From 21f922f731fb752652e39f564ed670b0574ee451 Mon Sep 17 00:00:00 2001
From: sdomi <ja@sdomi.pl>
Date: Sun, 1 Jun 2025 17:43:12 +0200
Subject: [PATCH 1/3] template: prevent possible LFI given a template injection

we're now doing some extra work to sanitize paths in include keys.
---
 src/template.sh | 28 +++++++++++++++-------------
 1 file changed, 15 insertions(+), 13 deletions(-)

diff --git a/src/template.sh b/src/template.sh
index 0a34a50..e8cdf9b 100755
--- a/src/template.sh
+++ b/src/template.sh
@@ -27,24 +27,26 @@ function render() {
 	# recursion is currently unsupported here, i feel like it may break things?
 	if [[ "$template" == *'{{#'* && "$3" != true ]]; then
 		local subtemplate=
-		while read key; do 
+		while read key; do
 			# below check prevents the loop loading itself as a template.

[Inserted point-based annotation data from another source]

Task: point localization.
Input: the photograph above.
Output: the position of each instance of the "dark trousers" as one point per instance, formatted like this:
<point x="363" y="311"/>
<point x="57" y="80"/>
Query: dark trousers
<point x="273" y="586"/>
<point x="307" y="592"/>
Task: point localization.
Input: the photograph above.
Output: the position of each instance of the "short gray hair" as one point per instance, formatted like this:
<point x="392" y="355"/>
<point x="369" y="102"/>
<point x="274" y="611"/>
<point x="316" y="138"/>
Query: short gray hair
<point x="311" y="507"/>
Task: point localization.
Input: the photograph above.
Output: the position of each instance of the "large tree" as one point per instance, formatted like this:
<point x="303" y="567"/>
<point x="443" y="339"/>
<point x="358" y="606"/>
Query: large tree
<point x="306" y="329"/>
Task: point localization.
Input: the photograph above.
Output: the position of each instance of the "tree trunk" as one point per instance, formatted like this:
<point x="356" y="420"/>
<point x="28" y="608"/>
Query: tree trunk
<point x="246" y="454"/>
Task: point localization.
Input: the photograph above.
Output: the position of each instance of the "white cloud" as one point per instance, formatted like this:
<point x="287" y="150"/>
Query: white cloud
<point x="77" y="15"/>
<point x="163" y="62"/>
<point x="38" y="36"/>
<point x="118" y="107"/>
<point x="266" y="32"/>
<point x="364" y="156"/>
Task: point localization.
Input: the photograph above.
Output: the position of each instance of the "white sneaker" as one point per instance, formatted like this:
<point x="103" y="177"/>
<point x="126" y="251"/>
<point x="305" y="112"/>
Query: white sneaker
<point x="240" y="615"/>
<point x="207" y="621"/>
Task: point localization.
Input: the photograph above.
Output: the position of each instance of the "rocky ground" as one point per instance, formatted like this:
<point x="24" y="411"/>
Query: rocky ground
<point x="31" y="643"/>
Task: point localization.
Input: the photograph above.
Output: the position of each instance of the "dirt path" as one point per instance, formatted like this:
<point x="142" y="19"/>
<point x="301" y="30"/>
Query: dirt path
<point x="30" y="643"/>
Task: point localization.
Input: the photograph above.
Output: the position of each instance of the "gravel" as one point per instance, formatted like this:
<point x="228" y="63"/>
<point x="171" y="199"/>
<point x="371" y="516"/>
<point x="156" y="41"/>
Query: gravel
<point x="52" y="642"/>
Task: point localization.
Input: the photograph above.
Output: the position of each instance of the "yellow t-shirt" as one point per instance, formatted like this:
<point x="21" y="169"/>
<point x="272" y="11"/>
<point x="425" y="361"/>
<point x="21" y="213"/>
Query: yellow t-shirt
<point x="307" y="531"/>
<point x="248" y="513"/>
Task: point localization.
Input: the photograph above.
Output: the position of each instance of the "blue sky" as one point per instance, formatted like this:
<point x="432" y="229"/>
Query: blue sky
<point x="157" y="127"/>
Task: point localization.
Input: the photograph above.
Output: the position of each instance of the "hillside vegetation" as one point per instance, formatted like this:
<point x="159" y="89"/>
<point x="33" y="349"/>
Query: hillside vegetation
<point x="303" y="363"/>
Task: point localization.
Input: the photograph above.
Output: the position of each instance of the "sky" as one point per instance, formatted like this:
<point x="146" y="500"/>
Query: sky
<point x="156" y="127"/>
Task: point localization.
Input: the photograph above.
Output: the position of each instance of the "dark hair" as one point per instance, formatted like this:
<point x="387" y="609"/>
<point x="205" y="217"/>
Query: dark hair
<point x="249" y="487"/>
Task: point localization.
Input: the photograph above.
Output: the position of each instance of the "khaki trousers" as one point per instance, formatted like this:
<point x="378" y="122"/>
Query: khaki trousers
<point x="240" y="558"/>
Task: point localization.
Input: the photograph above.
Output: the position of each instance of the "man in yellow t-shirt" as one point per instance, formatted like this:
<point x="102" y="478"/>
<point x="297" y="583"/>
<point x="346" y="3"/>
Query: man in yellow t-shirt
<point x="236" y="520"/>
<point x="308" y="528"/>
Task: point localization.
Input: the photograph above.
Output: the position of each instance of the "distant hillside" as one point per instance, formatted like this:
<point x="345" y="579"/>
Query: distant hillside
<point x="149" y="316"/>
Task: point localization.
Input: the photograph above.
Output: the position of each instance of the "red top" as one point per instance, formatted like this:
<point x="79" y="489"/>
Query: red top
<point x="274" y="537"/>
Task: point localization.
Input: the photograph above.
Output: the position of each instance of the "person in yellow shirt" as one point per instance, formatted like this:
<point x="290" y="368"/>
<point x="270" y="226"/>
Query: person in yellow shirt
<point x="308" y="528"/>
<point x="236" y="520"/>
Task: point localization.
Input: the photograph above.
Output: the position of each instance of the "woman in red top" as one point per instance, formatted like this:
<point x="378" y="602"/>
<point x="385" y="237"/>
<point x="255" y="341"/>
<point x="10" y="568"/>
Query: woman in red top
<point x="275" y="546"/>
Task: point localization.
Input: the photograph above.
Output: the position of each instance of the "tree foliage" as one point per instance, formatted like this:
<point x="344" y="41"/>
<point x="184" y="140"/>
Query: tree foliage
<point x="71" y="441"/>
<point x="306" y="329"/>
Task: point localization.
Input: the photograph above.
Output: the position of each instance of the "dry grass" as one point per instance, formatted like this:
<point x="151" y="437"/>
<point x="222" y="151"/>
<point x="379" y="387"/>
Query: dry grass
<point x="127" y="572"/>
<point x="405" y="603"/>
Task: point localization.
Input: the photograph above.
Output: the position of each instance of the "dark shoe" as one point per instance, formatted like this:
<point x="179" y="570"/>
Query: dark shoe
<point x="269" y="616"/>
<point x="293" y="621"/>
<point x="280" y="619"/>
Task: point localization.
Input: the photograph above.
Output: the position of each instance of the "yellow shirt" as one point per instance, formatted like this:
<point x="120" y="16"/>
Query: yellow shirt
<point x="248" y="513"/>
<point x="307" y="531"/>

 			# this is possibly not enough to prevent all recursions, but
 			# i see it as a last-ditch measure. so it'll do here.
-			if [[ "$file" == "$tplfile" ]]; then
-				subtemplate+="s${_tpl_ctrl}\{\{\#$key\}\}${_tpl_ctrl}I cowardly refuse to endlessly recurse\!${_tpl_ctrl}g;"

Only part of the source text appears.